I'm quite interested how the ground control station for that is set up, or if it's flying autonomously and in radio silence. If you're illicitly controlling a drone, presumably you don't want to be standing around holding a great big radio transmitter like a Vegas searchlight pinpointing your location. And you also don't want the drone to be broadcasting either since modern planes are bristling with electronic warfare sensors.
There's nothing said about what they found on the impact site. The drone leftovers could be telling, at least to find where it came from and who it could belong to?
I remember an old illustration in a French newspaper, to explain how a military B747 mounted missile interception system would work. For the B747 they reused the last clipart they had around which if you looked closely was a TWA B747. An unfortunate choice as that was shortly after the TWA Flight 800 crash, which was long rumoured to have been shot down by a rogue missile.
News reporters are known for their extreme accuracy and precision, and their in-depth knowledge of subject matter. Maybe the MIC is still trying to convince US taxpayers to throw more countless trillions at nonfunctional pork projects for the benefit of Lockheed-Martin and uncountable layers of subcontractors? You know the A-10 just isn't whiz-bang enough for CAS roles because it can't run 13 nested levels of hypervisors and K8s.
Nation states, human/narco traffickers, or criminal-acting crazy people. 0.001% it was a stupid amateur. Either way, the source wasn't good. The prescription isn't more regulation but better defenses and integration of on-the-ground civ&mil police work.

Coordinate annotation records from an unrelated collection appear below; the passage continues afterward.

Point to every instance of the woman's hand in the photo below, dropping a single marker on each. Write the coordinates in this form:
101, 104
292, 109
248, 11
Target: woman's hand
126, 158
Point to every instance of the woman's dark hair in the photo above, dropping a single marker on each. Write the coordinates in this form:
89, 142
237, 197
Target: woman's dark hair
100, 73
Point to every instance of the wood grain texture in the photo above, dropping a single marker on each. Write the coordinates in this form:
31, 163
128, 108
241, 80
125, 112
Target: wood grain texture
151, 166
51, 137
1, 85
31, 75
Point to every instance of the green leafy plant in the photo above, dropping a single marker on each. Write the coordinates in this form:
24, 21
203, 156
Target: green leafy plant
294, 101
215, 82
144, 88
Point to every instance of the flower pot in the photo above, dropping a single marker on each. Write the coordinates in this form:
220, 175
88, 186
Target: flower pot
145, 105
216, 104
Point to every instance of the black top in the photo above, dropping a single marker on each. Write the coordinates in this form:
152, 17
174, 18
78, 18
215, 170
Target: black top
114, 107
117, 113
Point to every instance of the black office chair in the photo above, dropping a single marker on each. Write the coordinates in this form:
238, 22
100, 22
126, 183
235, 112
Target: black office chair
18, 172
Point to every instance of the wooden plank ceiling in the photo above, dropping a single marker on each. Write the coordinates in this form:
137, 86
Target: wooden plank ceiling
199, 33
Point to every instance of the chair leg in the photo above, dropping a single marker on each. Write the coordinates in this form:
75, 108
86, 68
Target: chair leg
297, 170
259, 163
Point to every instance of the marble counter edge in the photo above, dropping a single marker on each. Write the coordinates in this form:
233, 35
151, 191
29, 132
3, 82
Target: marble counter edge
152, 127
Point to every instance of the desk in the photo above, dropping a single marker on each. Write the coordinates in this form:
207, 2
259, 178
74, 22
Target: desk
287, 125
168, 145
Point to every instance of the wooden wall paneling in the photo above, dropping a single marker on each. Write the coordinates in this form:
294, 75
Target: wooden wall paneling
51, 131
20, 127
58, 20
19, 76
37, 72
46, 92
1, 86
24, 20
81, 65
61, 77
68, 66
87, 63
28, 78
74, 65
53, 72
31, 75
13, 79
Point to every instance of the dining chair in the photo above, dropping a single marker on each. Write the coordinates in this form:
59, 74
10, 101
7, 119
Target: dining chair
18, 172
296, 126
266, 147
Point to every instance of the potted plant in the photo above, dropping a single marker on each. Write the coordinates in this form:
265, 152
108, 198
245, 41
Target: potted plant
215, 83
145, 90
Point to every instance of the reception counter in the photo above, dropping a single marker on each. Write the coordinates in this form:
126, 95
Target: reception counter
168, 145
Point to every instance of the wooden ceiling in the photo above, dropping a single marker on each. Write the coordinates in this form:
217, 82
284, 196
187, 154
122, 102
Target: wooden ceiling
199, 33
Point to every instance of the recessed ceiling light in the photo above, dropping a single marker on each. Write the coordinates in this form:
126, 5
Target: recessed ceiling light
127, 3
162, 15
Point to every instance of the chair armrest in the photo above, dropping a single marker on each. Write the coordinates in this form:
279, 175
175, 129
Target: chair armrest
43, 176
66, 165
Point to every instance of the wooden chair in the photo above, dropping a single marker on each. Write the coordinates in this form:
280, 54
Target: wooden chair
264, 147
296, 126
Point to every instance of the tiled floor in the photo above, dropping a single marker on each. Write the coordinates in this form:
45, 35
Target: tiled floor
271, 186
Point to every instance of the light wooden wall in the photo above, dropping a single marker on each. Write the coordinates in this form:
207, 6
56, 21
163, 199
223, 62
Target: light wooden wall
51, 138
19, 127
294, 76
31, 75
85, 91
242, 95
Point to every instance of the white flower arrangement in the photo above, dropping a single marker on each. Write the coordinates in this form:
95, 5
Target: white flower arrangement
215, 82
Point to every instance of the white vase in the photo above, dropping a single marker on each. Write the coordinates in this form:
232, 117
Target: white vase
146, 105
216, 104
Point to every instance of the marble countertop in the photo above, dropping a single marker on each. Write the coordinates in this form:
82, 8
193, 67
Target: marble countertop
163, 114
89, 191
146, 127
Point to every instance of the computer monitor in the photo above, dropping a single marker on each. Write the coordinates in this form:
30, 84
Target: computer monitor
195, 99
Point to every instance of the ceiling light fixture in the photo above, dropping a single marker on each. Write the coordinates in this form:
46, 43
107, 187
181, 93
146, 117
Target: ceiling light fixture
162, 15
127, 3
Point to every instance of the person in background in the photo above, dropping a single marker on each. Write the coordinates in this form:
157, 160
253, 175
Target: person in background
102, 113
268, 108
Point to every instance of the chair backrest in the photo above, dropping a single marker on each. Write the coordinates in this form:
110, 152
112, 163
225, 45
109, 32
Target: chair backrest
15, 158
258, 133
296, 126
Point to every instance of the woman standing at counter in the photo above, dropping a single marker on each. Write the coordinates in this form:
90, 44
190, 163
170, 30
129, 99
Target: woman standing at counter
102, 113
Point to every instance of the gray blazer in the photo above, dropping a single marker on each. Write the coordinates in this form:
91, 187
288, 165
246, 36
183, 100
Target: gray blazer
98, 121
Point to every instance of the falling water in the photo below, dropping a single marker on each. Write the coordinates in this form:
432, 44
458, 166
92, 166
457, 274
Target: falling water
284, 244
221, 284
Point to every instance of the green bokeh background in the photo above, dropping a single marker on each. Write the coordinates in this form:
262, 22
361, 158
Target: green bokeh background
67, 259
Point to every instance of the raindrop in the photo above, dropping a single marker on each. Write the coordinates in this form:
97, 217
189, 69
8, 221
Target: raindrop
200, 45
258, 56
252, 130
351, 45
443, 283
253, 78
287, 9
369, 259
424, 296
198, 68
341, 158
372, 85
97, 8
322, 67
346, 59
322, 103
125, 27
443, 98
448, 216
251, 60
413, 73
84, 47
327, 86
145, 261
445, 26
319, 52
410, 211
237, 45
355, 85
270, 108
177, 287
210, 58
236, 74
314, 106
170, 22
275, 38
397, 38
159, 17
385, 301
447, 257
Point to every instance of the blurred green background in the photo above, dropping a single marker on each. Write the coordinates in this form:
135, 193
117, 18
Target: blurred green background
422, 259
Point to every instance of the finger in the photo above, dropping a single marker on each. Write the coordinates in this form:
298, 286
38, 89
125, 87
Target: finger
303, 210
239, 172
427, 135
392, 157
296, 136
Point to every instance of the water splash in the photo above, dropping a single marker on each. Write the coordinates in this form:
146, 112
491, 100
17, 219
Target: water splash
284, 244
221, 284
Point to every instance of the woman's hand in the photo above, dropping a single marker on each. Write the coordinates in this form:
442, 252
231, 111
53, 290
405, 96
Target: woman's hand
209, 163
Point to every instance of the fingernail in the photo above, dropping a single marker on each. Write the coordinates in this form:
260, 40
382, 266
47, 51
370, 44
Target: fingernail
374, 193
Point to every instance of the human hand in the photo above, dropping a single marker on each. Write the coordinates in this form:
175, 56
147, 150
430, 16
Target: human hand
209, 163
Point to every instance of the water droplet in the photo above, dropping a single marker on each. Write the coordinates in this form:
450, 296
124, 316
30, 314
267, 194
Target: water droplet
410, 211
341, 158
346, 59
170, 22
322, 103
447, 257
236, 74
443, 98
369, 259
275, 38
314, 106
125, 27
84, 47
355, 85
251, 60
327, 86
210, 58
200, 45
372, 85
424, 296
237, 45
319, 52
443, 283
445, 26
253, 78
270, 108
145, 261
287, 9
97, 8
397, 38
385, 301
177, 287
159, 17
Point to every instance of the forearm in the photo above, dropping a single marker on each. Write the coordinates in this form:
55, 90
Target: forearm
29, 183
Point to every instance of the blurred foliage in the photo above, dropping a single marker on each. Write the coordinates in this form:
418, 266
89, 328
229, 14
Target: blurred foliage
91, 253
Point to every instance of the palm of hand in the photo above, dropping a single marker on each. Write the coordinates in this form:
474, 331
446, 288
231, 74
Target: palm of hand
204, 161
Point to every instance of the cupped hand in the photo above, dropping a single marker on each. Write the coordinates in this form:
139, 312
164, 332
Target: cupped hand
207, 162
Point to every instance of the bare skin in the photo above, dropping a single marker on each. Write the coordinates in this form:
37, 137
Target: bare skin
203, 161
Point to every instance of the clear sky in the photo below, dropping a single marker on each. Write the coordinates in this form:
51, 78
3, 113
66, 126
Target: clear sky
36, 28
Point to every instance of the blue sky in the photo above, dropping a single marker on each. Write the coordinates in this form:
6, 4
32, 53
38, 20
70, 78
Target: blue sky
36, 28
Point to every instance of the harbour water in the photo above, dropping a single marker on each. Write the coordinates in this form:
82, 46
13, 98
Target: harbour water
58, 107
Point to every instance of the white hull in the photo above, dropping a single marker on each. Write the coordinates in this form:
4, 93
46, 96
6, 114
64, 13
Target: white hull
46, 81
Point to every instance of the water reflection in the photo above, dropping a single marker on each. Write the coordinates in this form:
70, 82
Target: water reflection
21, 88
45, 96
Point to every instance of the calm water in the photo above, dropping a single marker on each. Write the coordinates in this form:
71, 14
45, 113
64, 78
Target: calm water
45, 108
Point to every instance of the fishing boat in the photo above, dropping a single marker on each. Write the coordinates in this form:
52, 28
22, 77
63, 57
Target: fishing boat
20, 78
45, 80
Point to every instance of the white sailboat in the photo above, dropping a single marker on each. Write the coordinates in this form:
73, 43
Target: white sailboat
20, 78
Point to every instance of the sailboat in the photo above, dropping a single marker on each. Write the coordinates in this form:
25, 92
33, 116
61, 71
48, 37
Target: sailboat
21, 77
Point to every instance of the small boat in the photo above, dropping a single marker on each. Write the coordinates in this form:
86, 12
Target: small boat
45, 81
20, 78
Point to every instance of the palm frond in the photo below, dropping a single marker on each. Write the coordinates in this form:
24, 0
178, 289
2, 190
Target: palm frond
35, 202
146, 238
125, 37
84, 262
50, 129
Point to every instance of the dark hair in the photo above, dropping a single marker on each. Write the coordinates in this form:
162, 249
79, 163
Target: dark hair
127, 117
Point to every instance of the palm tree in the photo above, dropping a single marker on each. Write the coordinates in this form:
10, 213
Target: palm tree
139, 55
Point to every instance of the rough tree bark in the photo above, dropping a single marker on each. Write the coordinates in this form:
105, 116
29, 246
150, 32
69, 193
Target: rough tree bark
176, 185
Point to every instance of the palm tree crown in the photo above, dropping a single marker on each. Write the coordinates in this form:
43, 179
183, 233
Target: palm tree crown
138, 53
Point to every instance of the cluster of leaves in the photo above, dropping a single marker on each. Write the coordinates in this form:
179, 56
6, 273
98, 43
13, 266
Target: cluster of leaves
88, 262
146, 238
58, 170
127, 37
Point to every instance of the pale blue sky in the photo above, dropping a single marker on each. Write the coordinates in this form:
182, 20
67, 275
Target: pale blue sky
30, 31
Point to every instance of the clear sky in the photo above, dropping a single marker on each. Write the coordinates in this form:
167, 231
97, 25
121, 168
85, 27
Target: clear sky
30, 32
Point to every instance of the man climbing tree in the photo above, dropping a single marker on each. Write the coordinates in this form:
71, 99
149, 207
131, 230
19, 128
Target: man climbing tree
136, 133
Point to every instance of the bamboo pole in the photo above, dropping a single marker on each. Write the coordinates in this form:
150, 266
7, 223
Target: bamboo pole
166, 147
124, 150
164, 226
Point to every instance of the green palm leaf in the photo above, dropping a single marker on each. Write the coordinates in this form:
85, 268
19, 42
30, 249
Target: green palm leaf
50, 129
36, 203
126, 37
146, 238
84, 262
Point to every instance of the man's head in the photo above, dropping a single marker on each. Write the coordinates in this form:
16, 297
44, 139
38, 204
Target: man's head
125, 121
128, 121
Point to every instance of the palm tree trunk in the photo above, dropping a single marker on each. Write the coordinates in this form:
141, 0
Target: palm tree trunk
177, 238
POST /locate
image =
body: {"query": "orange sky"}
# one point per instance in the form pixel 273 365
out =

The article is misleading or misinformed. There are numerous cheap consumer drones that can go miles high. The hardware is more than capable of it - it's just the firmware that's crippled, but it can be modded. You can also just make them quite easily. Here's [1] a video of a guy with a homemade drone that hit a height > 40k feet, along with links to buy the exact parts. It's almost certainly just people trolling, because it's somewhat predictably turning into the Great Balloon War of 2023, part 2.
Would a nation state be brazen enough to risk a state of war with the US over this?
But on the other hand, if an adversary was brazen enough to try that, would the US admit it and therefore effectively admit it has something close to zero control over its own airspace when it comes to drones? Maybe that's what this theoretical adversary is banking on.
It’s trivial to build your own with some basic soldering skills. I’m curious to see how this shakes down over the coming decades.
I built some non-compliant (also non-autonomous) 450g drones before the 250g weight limit. They’re only for acrobatics at treetop level or below. It’s kind of silly IMO that this style is required to have a transponder now. This is speaking as someone who flies planes.
For the store bought ones that require no forethought - I am glad those are regulated.